Ryan Reynolds, Salma Hayek and Samuel L. Jackson in The Hitman’s Wife’s Bodyguard (Photo: Lionsgate)

★★ (out of four)
DIRECTED BY Patrick Hughes
STARS Ryan Reynolds, Samuel L. Jackson

Some movies you just want loud. Whether it’s a Star Wars or a Lord of the Rings or an MCU entry, there’s satisfaction in watching the film in the comfort of your local multiplex — or, if you will, your own living room — and listening to the award-worthy sound via Dolby, DTS, or the audio component of your choice.

Here’s the thing about The Hitman’s Wife’s Bodyguard: It’s loud. Very loud. And not loud in an appreciable way, with cool lightsaber zaps or T-Rex roars coming at you from all directions. It’s loud because the actors spend the vast majority of the running time screaming at each other. Sure, sure, there are the rumblings caused by the usual car chases, gun battles, and explosions found in this sort of film fodder, but at this point in our cinematic lives, these often pass by us as white noise. Instead, it’s the constant shrieking that defines this movie. And it doesn’t need to be channeled through a grade-A sound system — the yelling is so intense that I expect it would manage to come through even if this were a silent film.

A sequel to 2017’s midrange hit The Hitman’s Bodyguard (reviewed here), this again finds Samuel L. Jackson as the hitman and Ryan Reynolds as the bodyguard, with Salma Hayek (who had a small role in the original) adding to the merriment as the wife. Having been stripped of his bodyguard license, Reynolds’ Michael Bryce is forced to give up his career and actually is adjusting to a peaceful life until Hayek’s Sonia Kincaid comes guns a-blazing into his life. She needs his help in rescuing Jackson’s Darius Kincaid from a gang of mobsters. They succeed, but then everyone starts yelling at each other.

Salma Hayek in The Hitman’s Wife’s Bodyguard (Photo: Lionsgate)

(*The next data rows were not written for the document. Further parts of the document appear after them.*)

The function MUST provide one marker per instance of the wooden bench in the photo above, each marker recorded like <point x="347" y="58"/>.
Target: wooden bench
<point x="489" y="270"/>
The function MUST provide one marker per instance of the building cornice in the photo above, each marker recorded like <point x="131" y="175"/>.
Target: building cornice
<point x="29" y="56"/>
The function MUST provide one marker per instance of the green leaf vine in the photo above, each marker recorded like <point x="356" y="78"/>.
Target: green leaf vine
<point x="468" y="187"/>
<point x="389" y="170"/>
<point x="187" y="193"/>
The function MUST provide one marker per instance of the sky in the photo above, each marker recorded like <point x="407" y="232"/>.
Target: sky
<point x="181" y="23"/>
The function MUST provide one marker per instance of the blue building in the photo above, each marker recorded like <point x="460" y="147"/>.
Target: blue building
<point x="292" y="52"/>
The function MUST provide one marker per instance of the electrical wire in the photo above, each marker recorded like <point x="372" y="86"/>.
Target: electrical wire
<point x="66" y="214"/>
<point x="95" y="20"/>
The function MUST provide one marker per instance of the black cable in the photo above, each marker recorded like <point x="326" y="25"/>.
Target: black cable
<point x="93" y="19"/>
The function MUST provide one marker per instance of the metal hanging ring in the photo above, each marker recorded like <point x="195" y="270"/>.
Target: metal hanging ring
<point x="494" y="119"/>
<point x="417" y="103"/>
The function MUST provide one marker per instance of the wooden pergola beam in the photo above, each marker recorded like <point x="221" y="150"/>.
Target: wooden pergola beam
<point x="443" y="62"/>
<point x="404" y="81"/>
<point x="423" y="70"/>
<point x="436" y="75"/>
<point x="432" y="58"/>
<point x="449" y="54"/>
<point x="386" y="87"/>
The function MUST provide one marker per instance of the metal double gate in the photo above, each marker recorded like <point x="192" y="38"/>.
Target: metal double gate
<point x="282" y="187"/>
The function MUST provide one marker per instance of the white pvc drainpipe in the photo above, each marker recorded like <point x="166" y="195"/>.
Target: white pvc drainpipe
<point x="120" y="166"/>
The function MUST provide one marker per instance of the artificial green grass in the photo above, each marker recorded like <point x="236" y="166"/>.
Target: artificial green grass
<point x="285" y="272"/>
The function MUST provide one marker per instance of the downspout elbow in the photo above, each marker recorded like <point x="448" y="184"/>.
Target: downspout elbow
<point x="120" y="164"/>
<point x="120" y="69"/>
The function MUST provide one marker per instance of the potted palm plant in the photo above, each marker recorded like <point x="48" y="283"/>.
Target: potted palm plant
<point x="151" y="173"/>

After this lengthy opening salvo, the main plot fully kicks into gear, with the trio being asked by Interpol to prevent megalomaniacal Greek tycoon Aristotle Papadopolous (Antonio Banderas) from destroying Europe. Papadopolous is basically a combination of Aristotle Onassis, Liberace, and a Bond villain — while that mash-up sounds promising in theory, he actually proves to be a dull bad guy. At any rate, Bryce and the Kincaids do their best to stop him, yelling at each other along the way.

The Hitman’s Wife’s Bodyguard (alternately Hitman’s Wife’s Bodyguard in advertising and on the website; even the studio can’t decide whether to include the “The” in the title) gets personal with a subplot about Sonia’s desire to become a mom. This allows Bryce to get off one great zinger (“She’d make a terrible mother; I wouldn’t even trust her to take care of a Chucky doll”) and also provides the film with an amusing closing gag. Indeed, these interludes might be the best in the film — everyone still yells, only not quite as much.

Jackson, so vibrant in the first film, is this time overshadowed by Reynolds, who milks his character’s sad-sack status for all it’s worth. Hayek also notches a few choice moments here and there, and she plays well off both Jackson and Reynolds. Overall, though, this is a tedious picture, and we can only hope we’ll be spared another sequel in The Hitman’s Wife’s Babysitter’s Bodyguard or, conversely, The Hitman’s Wife’s Divorce Lawyer’s Bodyguard.